A person who holds the copy rights may at their discretion offer a license. The license terms can be anything they want and its up to you whether you want to accept them or not. If theres an argument about the terms then it ends up in court and it costs money on both sides. To prevent that argument being done over and over for a zillion different wordings of license terms some sensible group came up with the idea of standardizing a set of license formats which have been well chewed over by lawyers so that they ought to stand up in court. There are many of these but a set called Creative Commons is a group of licenses. The license may say that you can use the image but only for non commercial projects. Or it may say you can use it commercially but you must credit the copyright holder when you do. Sometimes it says you can modify the image and sometimes its whats called ND or non derivative.
If you get a license that is CC-BY-SA for example thats creative commons, credit the copyright holder and also that you must include the statement that any derivative work is also tagged with the same license. In this way you can use the photo of green carpet and sell it in a product but you must mention the original author and also all items that you sell that use the carpet texture must also be allowed to be used by other people in a CC-BY-SA way.
If you want my opinion then either get hold of definitely public domain images or ones marked as CC0 which is to say they are public domain. Or take the photo yourself and save the hassle of looking.
Now if you take a photo of peoples faces for commercial reasons then you may need to get their permission and statement saying you could. If they are in a public place with no expectation of privacy then your normally ok to do it but most journalists etc would ask if its not a public figure.
If you take a photo that contains other peoples artwork then you may be in breech of copyright. This has extended to cars, buildings and basically anything that has some design element to it. You may also have trouble with trademark issues if you copy and promote an image which contains a trademark if there is any likelihood that there would possibly be any confusion as to who is selling the item.
So yeah, nightmare. My opinion is to use only images that have a definite license statement your prepared to stick with or take all your own photos and draw your own stuff.
Specifically for textures you ought to be able to find public domain textures. You can use google images and set the usage rights to narrow down the search pretty well. Lots of websites offer up public domain images such as Pixabay - https://pixabay.com
See also: WikiCommons - https://commons.wikimedia.org/wiki/Main_Page
Click on any of their images and it comes up with a load of blurb. Somewhere in it will be the license. For example todays image has this:
Code:
I, the copyright holder of this work, hereby publish it under the following license:
Creative Commons attribution share alike
This file is licensed under the Creative Commons Attribution-Share Alike 3.0 Unported license.
You are free:
to share – to copy, distribute and transmit the work
to remix – to adapt the work
Under the following conditions:
attribution – You must attribute the work in the manner specified by the author or licensor (but not in any way that suggests that they endorse you or your use of the work).

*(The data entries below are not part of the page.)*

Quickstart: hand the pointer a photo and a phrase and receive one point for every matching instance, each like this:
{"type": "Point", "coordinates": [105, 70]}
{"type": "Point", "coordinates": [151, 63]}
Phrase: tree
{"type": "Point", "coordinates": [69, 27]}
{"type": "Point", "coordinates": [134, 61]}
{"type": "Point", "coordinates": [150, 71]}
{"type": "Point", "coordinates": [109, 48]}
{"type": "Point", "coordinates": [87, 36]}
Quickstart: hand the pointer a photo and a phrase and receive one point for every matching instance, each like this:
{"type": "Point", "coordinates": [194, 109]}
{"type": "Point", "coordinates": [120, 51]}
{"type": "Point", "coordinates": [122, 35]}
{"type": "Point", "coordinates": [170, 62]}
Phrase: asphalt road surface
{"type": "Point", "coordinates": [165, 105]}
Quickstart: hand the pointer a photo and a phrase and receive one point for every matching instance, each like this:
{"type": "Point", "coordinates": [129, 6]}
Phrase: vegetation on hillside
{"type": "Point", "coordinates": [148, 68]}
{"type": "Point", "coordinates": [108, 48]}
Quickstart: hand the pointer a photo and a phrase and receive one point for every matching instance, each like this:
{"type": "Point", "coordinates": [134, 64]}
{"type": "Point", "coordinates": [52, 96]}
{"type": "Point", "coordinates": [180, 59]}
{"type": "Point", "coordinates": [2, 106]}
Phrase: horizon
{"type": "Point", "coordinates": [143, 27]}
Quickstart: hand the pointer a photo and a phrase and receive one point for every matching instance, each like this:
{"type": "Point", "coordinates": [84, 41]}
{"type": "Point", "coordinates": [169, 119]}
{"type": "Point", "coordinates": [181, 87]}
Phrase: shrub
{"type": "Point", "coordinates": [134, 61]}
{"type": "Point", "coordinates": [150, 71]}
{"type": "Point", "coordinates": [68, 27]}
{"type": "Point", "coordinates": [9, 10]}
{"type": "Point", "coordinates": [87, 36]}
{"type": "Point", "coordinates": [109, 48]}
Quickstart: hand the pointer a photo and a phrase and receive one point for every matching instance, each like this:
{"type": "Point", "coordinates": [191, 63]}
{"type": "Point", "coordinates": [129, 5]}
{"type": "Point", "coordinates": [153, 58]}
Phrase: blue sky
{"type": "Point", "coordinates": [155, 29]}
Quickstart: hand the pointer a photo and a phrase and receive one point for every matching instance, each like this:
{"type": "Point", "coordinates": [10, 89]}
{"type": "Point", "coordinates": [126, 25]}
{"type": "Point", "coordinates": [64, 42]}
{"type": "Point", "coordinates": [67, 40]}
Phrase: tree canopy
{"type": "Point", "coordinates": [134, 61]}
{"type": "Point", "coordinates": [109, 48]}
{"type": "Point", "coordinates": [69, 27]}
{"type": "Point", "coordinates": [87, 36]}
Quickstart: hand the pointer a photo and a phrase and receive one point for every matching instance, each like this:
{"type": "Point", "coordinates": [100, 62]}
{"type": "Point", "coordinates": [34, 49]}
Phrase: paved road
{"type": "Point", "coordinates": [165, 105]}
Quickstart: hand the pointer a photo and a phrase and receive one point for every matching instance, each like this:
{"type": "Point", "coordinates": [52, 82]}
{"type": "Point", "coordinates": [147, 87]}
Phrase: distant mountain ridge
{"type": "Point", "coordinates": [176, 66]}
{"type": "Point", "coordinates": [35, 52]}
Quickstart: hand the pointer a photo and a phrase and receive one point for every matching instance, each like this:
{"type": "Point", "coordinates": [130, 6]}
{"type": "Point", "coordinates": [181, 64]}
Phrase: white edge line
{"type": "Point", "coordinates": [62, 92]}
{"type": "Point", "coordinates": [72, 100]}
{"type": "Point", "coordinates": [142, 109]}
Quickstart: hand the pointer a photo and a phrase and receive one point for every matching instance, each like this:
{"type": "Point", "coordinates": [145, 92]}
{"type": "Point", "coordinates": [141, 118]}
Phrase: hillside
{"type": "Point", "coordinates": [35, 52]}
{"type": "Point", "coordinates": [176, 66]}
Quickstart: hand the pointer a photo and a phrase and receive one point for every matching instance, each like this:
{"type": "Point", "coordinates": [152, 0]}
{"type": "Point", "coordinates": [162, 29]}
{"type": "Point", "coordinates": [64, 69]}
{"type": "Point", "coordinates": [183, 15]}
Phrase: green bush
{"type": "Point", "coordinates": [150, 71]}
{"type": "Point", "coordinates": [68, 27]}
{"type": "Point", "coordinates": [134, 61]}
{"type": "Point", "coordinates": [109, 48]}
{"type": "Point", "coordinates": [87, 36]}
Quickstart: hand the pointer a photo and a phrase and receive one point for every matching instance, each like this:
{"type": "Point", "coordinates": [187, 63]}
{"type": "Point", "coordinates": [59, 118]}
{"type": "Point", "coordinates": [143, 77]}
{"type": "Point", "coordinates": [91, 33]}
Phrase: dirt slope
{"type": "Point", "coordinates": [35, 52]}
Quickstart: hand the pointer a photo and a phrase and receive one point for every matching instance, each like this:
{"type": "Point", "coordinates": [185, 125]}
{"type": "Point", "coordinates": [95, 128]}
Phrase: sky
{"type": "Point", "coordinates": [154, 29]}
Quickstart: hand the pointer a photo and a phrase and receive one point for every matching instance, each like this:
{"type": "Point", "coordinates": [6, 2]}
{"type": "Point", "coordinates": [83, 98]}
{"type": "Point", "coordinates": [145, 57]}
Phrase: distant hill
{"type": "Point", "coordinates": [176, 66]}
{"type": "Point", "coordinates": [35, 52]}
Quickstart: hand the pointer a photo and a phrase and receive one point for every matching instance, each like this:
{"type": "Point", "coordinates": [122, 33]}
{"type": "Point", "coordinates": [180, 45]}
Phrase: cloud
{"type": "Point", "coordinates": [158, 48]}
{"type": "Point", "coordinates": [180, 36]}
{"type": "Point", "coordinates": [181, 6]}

share alike – If you alter, transform, or build upon this work, you may distribute the resulting work only under the same or similar license to this one.
Which means you could take it, modify it, but whatever derivative you publish using it has to have the same license. So you could print it on a T shirt and even sell the T shirt but you would have to make it clear that the image came from that author and its CC-BY-SA licensed. Someone else could take the image from your T shirt and make another derivative of it and sell that too with the same conditions.